Sector: Packaging Manufacturing

 

The Legal Need:

Our client, a British company based in London, deals primarily with the sale of motorcycles spare parts. We were instructed by the client on their appointment as a distributor of tyres in the United Kingdom and Republic of Ireland. The agreement was for an initial period of 3 years with a supplier based in Thailand. There were several complex cross border elements which needed introducing into the agreement.

 

Our Expertise:

Under our advice, the client negotiated that the agreement was drafted to give them exclusivity within the regions of the United Kingdom and the Republic of Ireland. To further protect our client’s interests, we advised on wording specifying that not only did our client have exclusivity, but that the supplier company were not permitted to sell the products directly into the United Kingdom and Republic of Ireland. We also included provisions within the distribution agreement that the supplier should specify that their other distributors in nearby jurisdictions, such as France, must ensure their own customers could not resell products in United Kingdom and Republic of Ireland. These amendments were designed to fully safeguard our clients, maintaining full exclusivity in their selling of their product across the two countries.
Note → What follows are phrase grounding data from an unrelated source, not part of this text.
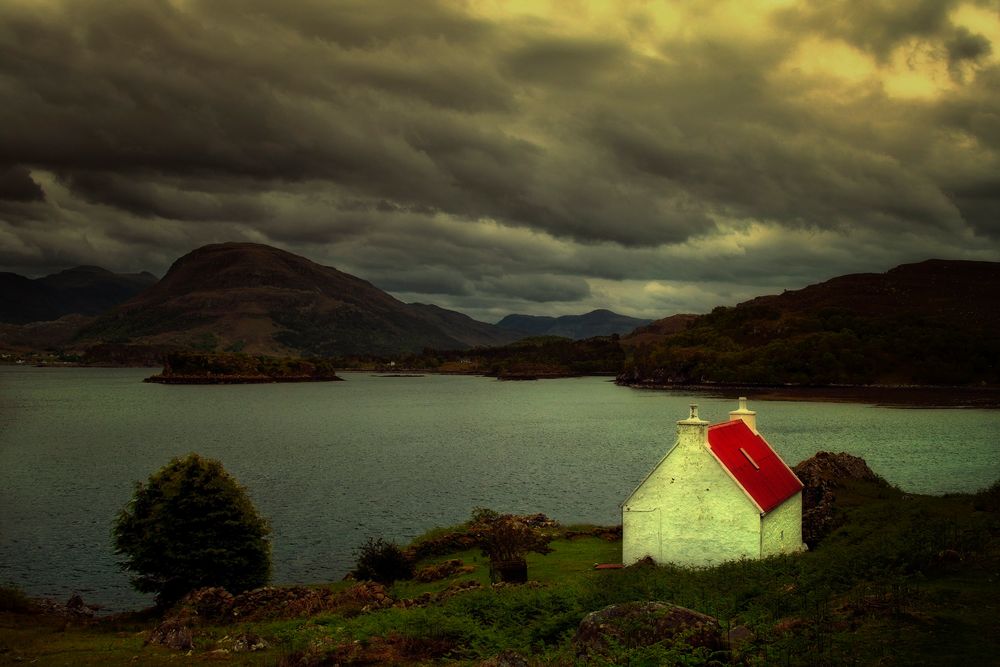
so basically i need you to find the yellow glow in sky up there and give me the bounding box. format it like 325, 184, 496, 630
469, 0, 996, 102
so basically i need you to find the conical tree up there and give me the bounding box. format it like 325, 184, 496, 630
113, 453, 271, 606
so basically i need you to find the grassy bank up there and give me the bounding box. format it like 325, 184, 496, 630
2, 480, 998, 665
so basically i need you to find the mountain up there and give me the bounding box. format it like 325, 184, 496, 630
620, 260, 1000, 387
406, 303, 521, 348
496, 309, 652, 340
622, 314, 699, 346
0, 266, 157, 324
78, 242, 520, 357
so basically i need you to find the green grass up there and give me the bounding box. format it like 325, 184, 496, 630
0, 612, 202, 667
2, 482, 997, 665
392, 548, 489, 598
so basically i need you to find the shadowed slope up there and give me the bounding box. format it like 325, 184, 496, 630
80, 243, 513, 356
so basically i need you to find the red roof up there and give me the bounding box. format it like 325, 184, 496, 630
707, 420, 803, 513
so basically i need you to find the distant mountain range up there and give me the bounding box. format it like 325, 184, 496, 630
5, 246, 995, 387
0, 266, 157, 324
496, 310, 652, 340
619, 259, 1000, 386
0, 244, 651, 360
77, 243, 523, 357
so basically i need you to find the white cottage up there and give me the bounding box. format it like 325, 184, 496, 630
622, 398, 806, 566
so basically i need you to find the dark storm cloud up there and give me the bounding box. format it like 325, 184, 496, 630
369, 267, 474, 297
0, 1, 510, 180
503, 36, 629, 86
1, 0, 999, 318
63, 172, 274, 222
778, 0, 996, 87
0, 166, 44, 202
947, 26, 993, 66
947, 177, 1000, 234
479, 273, 592, 303
202, 0, 492, 50
777, 0, 963, 61
0, 0, 725, 248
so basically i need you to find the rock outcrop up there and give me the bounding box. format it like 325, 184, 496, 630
413, 558, 475, 583
169, 582, 392, 627
574, 601, 723, 659
31, 593, 100, 620
147, 618, 194, 650
793, 451, 888, 547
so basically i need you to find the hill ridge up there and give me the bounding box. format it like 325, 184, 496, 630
497, 309, 652, 340
620, 259, 1000, 387
0, 266, 157, 324
79, 242, 521, 357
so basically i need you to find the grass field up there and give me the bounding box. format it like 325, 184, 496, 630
2, 480, 997, 665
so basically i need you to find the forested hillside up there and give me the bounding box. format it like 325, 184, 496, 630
620, 260, 1000, 386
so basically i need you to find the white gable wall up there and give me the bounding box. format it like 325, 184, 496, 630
760, 491, 805, 556
623, 422, 762, 566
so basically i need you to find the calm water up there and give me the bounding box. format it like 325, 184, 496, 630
1, 367, 998, 611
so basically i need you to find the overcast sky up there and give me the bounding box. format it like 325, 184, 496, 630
2, 0, 998, 322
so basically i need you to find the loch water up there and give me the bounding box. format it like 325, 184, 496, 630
1, 367, 998, 611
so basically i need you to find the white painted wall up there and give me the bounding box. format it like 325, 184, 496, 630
761, 491, 806, 556
623, 414, 762, 566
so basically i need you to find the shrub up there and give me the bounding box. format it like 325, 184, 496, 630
113, 453, 271, 606
0, 584, 32, 612
468, 508, 553, 582
351, 537, 414, 584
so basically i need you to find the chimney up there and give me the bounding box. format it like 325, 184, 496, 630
677, 403, 709, 448
729, 396, 757, 433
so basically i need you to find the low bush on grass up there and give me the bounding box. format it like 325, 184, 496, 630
351, 537, 414, 584
469, 508, 554, 583
0, 584, 32, 612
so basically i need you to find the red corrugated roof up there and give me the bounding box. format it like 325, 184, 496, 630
707, 420, 803, 513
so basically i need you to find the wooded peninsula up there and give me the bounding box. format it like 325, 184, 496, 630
144, 352, 343, 384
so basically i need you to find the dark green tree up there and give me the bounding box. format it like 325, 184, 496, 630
113, 453, 271, 606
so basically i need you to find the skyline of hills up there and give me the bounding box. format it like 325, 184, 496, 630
77, 242, 522, 357
1, 252, 651, 333
0, 265, 156, 325
620, 259, 1000, 387
496, 309, 652, 340
3, 246, 997, 389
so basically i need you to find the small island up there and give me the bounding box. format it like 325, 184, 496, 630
144, 352, 344, 384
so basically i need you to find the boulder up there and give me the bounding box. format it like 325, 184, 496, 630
64, 593, 97, 618
33, 594, 98, 620
727, 624, 754, 648
174, 587, 234, 623
794, 451, 884, 489
793, 451, 887, 547
220, 632, 268, 652
147, 618, 194, 650
574, 601, 722, 658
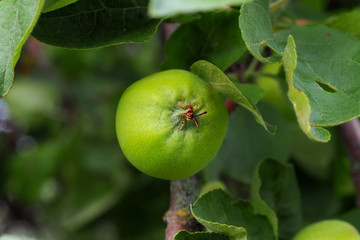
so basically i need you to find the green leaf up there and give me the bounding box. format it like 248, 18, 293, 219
326, 9, 360, 39
32, 0, 161, 48
251, 159, 302, 240
148, 0, 244, 18
0, 0, 45, 97
162, 10, 246, 71
280, 27, 360, 142
239, 0, 282, 63
191, 60, 275, 133
240, 0, 360, 142
282, 35, 329, 142
191, 189, 275, 240
174, 230, 230, 240
204, 102, 291, 183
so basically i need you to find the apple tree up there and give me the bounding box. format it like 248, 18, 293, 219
1, 0, 360, 239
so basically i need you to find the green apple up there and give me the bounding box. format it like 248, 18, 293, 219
116, 69, 228, 180
293, 220, 360, 240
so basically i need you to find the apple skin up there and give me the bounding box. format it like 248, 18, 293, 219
293, 220, 360, 240
116, 69, 228, 180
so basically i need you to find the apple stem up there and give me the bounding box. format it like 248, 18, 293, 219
338, 118, 360, 207
164, 175, 204, 239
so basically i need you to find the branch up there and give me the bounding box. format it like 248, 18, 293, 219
164, 175, 204, 240
338, 118, 360, 206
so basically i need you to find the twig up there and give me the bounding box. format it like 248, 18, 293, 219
338, 118, 360, 207
164, 176, 204, 240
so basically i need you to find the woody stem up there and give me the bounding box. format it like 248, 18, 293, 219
164, 176, 204, 239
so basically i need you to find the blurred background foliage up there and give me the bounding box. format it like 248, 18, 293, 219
1, 0, 359, 239
0, 35, 169, 240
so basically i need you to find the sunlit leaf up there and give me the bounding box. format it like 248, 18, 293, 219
240, 0, 360, 142
149, 0, 244, 18
0, 0, 44, 97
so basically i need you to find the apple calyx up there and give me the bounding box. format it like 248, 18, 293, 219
178, 102, 207, 130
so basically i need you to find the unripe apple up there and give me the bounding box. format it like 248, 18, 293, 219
116, 70, 228, 180
293, 220, 360, 240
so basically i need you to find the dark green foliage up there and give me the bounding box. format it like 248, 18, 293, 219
32, 0, 161, 48
162, 10, 246, 71
1, 0, 360, 239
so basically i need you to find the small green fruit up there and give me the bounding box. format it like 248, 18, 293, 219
293, 220, 360, 240
116, 70, 228, 180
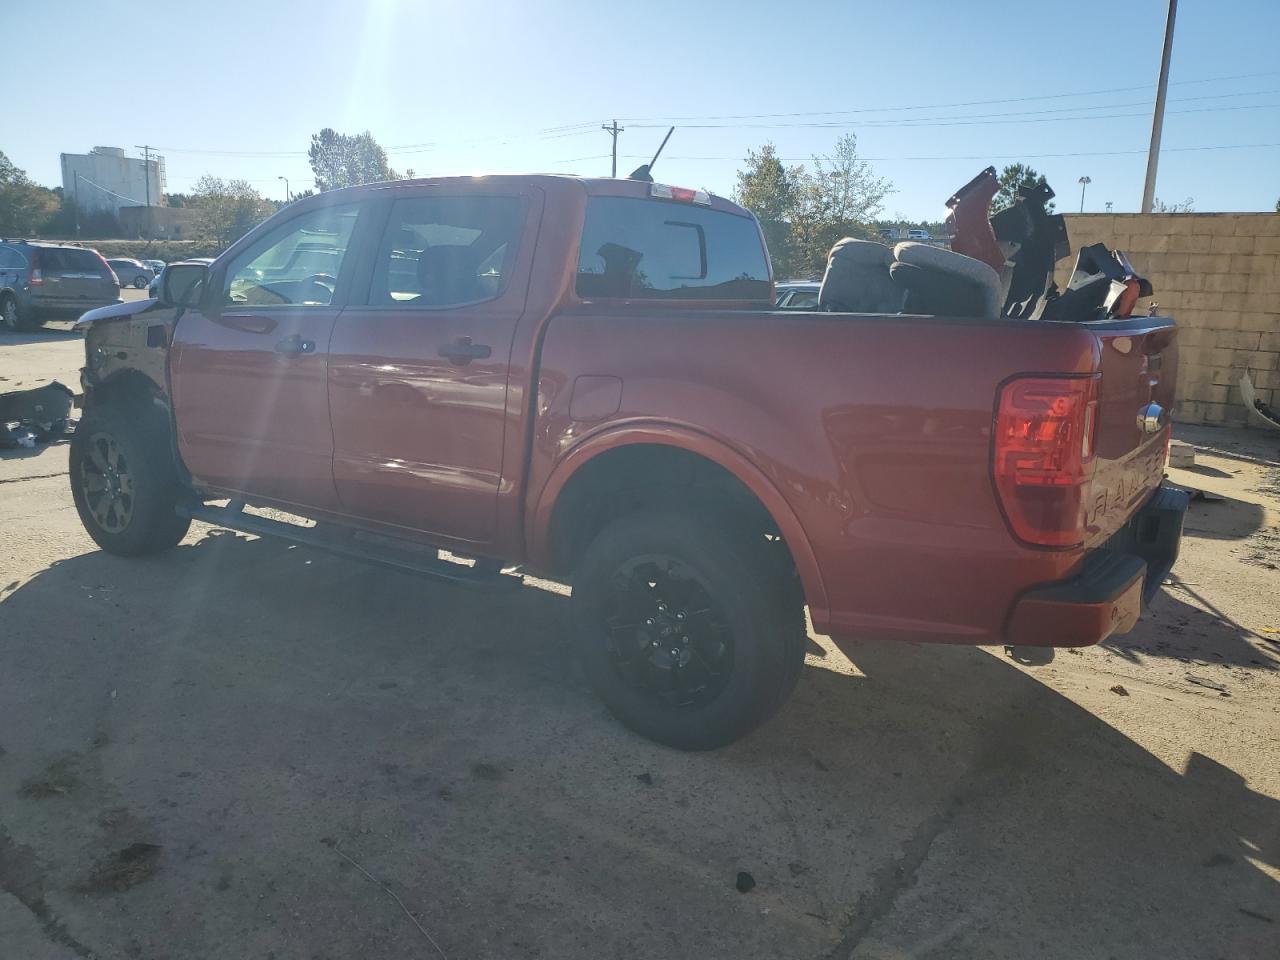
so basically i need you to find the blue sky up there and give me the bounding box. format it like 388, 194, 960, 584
7, 0, 1279, 218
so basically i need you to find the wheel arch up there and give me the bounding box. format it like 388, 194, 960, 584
529, 425, 828, 620
87, 367, 169, 415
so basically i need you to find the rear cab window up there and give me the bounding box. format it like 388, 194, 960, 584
44, 248, 113, 276
576, 197, 770, 301
368, 195, 525, 308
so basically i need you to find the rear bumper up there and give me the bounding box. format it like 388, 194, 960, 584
33, 297, 122, 316
1006, 483, 1189, 647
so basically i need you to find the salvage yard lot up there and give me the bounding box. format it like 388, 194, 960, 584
2, 323, 1278, 959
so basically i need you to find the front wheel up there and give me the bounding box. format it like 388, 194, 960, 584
572, 509, 806, 750
133, 276, 148, 289
70, 404, 191, 556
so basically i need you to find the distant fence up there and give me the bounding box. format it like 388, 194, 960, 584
1061, 213, 1280, 427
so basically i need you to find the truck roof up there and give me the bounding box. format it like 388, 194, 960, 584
319, 174, 753, 218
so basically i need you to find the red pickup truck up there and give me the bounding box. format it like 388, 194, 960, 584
71, 174, 1186, 749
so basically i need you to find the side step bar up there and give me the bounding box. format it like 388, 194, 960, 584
178, 502, 523, 591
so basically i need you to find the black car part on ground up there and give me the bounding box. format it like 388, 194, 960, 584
0, 381, 75, 448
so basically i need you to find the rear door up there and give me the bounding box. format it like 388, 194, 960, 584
327, 185, 541, 544
39, 248, 108, 306
0, 246, 23, 296
170, 201, 368, 510
1085, 318, 1178, 544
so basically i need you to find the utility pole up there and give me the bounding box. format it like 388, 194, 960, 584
74, 171, 81, 240
601, 120, 624, 178
1141, 0, 1177, 214
134, 144, 155, 206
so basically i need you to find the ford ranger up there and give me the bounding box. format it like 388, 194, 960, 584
70, 174, 1186, 749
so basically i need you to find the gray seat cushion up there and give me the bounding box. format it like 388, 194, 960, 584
893, 242, 1003, 317
818, 238, 902, 313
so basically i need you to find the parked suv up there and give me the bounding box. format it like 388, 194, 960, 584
0, 240, 121, 331
107, 258, 155, 289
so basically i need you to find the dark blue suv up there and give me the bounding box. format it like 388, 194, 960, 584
0, 240, 121, 331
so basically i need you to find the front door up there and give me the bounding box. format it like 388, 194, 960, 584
170, 202, 365, 510
328, 187, 540, 544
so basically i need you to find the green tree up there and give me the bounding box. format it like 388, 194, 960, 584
735, 135, 892, 278
191, 175, 274, 248
307, 129, 399, 191
1154, 196, 1195, 213
0, 150, 60, 236
790, 134, 892, 276
992, 163, 1054, 214
734, 144, 803, 277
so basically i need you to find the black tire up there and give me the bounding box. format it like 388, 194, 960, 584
1, 293, 33, 332
133, 276, 147, 289
70, 403, 191, 556
572, 509, 806, 750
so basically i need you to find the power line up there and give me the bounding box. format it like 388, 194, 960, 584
599, 141, 1280, 163
625, 100, 1279, 130
611, 69, 1280, 123
145, 85, 1280, 160
74, 174, 146, 206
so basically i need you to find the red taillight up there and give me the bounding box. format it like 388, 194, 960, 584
29, 249, 43, 285
992, 376, 1099, 548
651, 182, 711, 204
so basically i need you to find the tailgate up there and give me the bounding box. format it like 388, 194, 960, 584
1084, 317, 1178, 546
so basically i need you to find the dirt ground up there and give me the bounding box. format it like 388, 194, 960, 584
2, 316, 1278, 960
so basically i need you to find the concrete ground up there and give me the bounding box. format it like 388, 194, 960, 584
2, 308, 1278, 960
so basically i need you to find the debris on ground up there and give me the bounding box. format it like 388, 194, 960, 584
1167, 440, 1195, 468
0, 381, 76, 448
735, 871, 756, 893
1186, 674, 1229, 695
1110, 685, 1129, 696
635, 771, 653, 785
To further protect the interest of our Client, we advised them to put a fallback in place whereby, if they for any reason failed to place their required minimum order quantity for the year, they could carry forward excess purchases above the minimum quantity from the previous year to make up numbers. We also included specific provisions in the distribution agreement, requiring the supplier to provide a specific level of support to our Client in the fitting and use of the tyres.

In addition to completing the distribution agreement, we prepared the terms and conditions of sale for the sale of the goods from the supplier to our client, which was then incorporated as a schedule within the distribution agreement.

 

The Outcome:

The client was pleased with the outcome, as we successfully implemented their needs within the documentation produced, and throughout the process ensured that they were constantly safeguarded and received the best possible outcome.